Now he's standing in only his pants and socks, chilly in the soft summer breeze, pulling faces at himself in a mirror. He purses his lips, Is that really what I look like on stage? His back caves outwards in modesty, his hands cradling both paled forearms as the gap between the two of his long, stringy legs seems embarrassingly large and noticeable. He scratches around his thick beard and the stubble on his neck, examining the fullness on each side while she works briskly.

"Don't mind me," She says, measuring tape coiled around her fingers as she runs her thumbs alongside his ribcage like a xylophone. She measures his chest. He looks away towards the windows, embarrassed, focusing on the view of the humbler side of London, still bustling as ever but lacking in the American tourism that's too loud to not acknowledge. He counts how many yellow cars he sees (surprisingly, three) and how many businessmen in the same suit and briefcase walk out of the same building, per minute.

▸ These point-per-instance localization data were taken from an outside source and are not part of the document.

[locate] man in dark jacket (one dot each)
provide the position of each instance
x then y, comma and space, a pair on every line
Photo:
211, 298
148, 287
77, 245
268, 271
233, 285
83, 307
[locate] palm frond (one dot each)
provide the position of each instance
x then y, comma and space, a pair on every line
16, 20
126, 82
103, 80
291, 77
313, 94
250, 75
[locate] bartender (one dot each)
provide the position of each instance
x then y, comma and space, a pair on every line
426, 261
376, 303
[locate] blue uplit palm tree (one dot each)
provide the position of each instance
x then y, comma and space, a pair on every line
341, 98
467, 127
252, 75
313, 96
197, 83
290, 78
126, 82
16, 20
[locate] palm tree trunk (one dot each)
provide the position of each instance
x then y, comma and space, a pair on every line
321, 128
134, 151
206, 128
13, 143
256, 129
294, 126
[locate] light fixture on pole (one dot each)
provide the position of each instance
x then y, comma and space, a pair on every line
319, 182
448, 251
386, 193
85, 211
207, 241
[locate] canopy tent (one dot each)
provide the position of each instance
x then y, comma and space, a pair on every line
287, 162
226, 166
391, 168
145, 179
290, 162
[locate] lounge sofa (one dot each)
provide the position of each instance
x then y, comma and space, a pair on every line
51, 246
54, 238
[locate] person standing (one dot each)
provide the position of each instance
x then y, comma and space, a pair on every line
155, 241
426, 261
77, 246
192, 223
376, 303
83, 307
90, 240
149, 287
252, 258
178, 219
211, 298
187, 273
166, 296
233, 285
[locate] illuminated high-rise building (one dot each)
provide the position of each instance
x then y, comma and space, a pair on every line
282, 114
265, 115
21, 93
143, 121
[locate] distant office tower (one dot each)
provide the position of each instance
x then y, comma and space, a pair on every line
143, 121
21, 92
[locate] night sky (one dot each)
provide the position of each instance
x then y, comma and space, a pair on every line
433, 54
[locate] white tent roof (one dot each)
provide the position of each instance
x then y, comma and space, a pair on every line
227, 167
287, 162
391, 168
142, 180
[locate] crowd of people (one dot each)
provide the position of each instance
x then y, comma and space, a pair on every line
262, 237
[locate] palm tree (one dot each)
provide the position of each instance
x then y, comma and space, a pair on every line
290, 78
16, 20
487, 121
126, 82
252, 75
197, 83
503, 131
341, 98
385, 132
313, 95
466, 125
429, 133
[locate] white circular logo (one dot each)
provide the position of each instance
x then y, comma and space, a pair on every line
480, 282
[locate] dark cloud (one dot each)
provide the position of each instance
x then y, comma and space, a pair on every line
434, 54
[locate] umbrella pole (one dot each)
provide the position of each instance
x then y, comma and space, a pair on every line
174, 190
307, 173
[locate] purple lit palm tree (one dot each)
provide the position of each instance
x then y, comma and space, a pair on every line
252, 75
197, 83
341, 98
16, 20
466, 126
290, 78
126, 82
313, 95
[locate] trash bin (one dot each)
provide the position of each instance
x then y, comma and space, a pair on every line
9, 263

"The music," He notions, "You haven't got a radio system?"

She lets out a husky giggle, "Oh?" By the way she chuckles slyly, he can't help but feel like he's been left out on an inside joke, though it's only with herself, "Is my current system not enough for you, Mr. Jimmy "Lord of the Riffs" Page?" She crosses one arm over the other, long-sleeved thermal shirt tugging down to cover her knuckles. Her back is turned to the said radio system, which includes a record player and a radio feature that barely ever gets used, bloodied commercials. It's spinning Meddle, currently playing 'San Tropez,' "Are you not one for The Floyd?" She remarks while making calculations on the side of the brown scrap paper, entertained.

It's all rather amusing to her, of course, that Jimmy Page is in her studio. April's fame is quite unassuming, she'd describe, as she is seldom a household name and has only ever been in the presence of notable models rather than international rockstars. Though she is rather confident, assumed from the tacked photos of her work, and maybe that's why she can find herself not as stilted as one might be, either as a designer or with the lover of the Les Paul himself. Why, a delicate, gangly man with a full beard who is nearly never seen without his long fisher hat and thick, full-bodied coat... he almost resembles a children's teddy bear. Sure, his unspoken authority is intimidating, one could argue Page could snap his fingers and the big, bad Peter Grant could pummel you to a pulp, but to assume this man with the cherub smile and shy laugh was casting Occult spells in his free time would make her laugh in disbelief.